What is a SARSEP plan?

A SARSEP is a grandfathered SEP IRA that includes a salary reduction feature allowing employees to defer part of their pay on a pre-tax basis. No new SARSEPs can be established after 1996, but existing plans can continue operating indefinitely.

Can I still contribute to a SARSEP?

Yes. Existing SARSEPs can continue to accept both employer and employee contributions. New employees at the same employer can also participate. The plan must continue to pass the annual deferral percentage test.

What is the SARSEP deferral percentage test?

The deferral percentage test compares the contribution rates of highly compensated employees to those of non-highly compensated employees. If the gap is too large, the test fails and excess contributions must be returned. This is the same type of test that applies to traditional 401(k) plans without a safe harbor.

Should I replace my SARSEP with a 401(k)?

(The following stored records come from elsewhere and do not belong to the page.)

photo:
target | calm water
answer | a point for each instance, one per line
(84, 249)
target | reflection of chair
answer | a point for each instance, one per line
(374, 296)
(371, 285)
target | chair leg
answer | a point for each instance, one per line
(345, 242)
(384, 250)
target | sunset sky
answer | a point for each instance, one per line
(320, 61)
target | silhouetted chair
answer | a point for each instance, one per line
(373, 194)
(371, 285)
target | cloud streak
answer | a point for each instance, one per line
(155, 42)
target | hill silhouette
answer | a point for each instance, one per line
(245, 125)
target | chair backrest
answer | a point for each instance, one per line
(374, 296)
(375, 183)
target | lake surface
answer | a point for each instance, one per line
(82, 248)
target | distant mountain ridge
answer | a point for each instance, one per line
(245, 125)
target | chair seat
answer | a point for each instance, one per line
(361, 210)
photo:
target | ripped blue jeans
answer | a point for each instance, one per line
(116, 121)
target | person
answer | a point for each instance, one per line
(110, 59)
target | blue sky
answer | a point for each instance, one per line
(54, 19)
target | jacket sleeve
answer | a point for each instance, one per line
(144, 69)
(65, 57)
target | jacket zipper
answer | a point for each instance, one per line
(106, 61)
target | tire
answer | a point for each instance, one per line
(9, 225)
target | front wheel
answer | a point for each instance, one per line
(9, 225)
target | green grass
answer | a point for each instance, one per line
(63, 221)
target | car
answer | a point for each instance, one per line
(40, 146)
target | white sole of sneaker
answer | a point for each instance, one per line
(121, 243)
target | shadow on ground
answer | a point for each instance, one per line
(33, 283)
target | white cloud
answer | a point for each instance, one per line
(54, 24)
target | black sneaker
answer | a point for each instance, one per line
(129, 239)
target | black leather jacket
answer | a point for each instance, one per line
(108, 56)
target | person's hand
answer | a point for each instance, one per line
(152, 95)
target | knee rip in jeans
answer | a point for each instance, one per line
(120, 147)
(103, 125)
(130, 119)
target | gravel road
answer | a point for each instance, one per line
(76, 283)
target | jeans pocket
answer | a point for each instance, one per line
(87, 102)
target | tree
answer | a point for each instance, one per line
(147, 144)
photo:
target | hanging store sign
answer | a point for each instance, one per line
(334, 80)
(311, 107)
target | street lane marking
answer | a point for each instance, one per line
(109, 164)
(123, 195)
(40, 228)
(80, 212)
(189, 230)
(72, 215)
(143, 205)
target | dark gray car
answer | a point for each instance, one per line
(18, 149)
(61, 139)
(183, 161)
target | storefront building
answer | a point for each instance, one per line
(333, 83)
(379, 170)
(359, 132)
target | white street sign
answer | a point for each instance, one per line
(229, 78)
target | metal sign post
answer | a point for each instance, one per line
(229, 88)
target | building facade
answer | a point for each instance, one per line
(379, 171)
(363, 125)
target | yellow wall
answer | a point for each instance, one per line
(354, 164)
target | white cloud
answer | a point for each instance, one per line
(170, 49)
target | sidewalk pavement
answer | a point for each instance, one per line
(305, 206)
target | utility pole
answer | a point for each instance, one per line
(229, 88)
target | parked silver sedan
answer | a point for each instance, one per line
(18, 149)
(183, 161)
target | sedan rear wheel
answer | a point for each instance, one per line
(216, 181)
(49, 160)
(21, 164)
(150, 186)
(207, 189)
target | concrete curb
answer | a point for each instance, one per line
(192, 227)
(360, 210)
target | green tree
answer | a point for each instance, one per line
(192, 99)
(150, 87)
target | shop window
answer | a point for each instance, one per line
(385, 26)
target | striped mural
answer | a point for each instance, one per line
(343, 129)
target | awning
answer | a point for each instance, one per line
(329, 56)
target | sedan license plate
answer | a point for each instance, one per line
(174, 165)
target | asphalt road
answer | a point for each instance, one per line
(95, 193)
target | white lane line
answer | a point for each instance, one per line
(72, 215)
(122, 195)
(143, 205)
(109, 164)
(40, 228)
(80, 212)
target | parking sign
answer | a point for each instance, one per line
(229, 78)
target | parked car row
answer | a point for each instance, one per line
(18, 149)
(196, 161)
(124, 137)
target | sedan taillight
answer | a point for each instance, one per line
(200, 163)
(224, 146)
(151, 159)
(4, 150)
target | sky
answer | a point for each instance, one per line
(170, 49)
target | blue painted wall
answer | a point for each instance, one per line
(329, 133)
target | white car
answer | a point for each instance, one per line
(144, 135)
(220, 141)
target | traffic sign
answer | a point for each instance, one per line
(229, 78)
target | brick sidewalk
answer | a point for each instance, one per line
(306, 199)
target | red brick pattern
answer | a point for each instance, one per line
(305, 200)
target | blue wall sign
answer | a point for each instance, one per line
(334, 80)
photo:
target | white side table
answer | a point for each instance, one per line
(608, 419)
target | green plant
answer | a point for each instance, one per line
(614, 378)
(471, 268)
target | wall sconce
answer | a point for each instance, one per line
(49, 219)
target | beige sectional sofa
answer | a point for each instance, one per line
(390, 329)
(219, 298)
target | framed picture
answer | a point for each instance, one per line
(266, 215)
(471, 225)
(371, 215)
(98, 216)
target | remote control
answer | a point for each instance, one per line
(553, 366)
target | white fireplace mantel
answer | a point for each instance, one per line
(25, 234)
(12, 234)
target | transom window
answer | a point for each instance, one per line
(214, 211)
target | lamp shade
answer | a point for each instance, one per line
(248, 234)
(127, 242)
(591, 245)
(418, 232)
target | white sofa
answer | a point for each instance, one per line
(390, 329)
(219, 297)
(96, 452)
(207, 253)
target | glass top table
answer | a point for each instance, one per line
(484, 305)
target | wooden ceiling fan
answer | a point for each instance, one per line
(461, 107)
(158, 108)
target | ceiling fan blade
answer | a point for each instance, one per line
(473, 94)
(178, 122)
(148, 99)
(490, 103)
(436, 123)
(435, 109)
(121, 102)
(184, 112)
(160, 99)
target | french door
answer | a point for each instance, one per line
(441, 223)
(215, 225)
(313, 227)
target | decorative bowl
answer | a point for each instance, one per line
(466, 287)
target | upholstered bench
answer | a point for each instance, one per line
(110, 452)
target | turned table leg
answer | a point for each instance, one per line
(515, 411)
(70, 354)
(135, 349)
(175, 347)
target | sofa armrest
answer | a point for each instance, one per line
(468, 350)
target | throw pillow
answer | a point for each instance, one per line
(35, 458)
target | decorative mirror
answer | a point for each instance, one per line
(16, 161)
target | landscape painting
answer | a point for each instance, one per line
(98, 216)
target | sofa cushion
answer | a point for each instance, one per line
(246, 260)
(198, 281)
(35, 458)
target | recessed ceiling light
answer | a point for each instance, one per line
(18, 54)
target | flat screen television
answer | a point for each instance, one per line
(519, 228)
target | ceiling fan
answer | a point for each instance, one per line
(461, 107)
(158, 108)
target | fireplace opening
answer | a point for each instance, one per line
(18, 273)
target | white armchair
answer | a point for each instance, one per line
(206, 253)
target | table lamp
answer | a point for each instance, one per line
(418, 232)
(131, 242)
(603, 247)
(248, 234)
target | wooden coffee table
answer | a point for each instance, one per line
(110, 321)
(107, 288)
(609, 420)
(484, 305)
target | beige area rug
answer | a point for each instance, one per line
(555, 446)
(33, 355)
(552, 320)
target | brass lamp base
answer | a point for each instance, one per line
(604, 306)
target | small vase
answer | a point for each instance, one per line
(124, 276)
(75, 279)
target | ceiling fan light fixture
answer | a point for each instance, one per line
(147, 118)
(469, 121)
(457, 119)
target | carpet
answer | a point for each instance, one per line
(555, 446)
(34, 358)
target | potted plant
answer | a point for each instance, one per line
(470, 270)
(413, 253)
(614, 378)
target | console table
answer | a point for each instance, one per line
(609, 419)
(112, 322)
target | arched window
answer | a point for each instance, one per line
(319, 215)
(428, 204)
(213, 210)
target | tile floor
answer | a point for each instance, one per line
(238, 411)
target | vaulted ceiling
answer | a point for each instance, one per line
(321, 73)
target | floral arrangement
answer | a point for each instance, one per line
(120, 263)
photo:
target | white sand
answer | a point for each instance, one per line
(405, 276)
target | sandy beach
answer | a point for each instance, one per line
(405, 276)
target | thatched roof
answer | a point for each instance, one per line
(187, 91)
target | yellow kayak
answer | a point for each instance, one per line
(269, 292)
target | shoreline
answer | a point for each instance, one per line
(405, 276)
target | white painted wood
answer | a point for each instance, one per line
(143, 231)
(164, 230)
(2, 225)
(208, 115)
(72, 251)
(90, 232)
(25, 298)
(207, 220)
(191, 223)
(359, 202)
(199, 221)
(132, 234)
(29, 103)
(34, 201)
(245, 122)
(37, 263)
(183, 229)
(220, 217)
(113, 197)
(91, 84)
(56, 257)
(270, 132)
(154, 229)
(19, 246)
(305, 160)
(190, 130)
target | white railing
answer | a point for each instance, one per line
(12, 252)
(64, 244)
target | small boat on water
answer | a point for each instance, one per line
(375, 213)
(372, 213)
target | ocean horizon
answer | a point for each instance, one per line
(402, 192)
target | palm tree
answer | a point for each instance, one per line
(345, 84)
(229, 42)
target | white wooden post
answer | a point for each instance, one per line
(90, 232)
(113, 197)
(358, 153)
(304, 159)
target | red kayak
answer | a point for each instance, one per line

It depends on whether the SARSEP is still serving your workforce well. If the deferral percentage test is becoming hard to pass, if you want a Roth option, or if contribution limits are too restrictive, a 401(k) with safe harbor or a SIMPLE 401(k) may be a better fit. A 401(k) with a safe harbor provision eliminates nondiscrimination testing entirely, which is the primary advantage the SARSEP once offered through its dual-contribution structure. When employees are already contributing near their caps and the safe harbor cost is manageable, the replacement often pays for itself in reduced compliance headaches and higher owner contributions. We compare the options using your actual payroll data.

What happens to a SARSEP if the business is sold?

If the business changes ownership, the new owner can continue the SARSEP as long as the plan structure remains intact. However, the new owner cannot establish a new SARSEP — only maintain the existing one. A change in ownership is a good time to evaluate whether a different plan type would work better. If the successor business already has a retirement plan of its own, integrating the SARSEP participants may require a plan amendment or termination. The compliance steps at acquisition are specific enough that the new owner should review the plan with an ERISA-familiar advisor before the ink dries on the purchase.

Do you charge a commission to replace a SARSEP?

No. We are fee-only fiduciaries. We advise on whether to keep or replace the plan and, if replacing, which plan type fits best. We accept no commissions, referral fees, or compensation from any plan provider.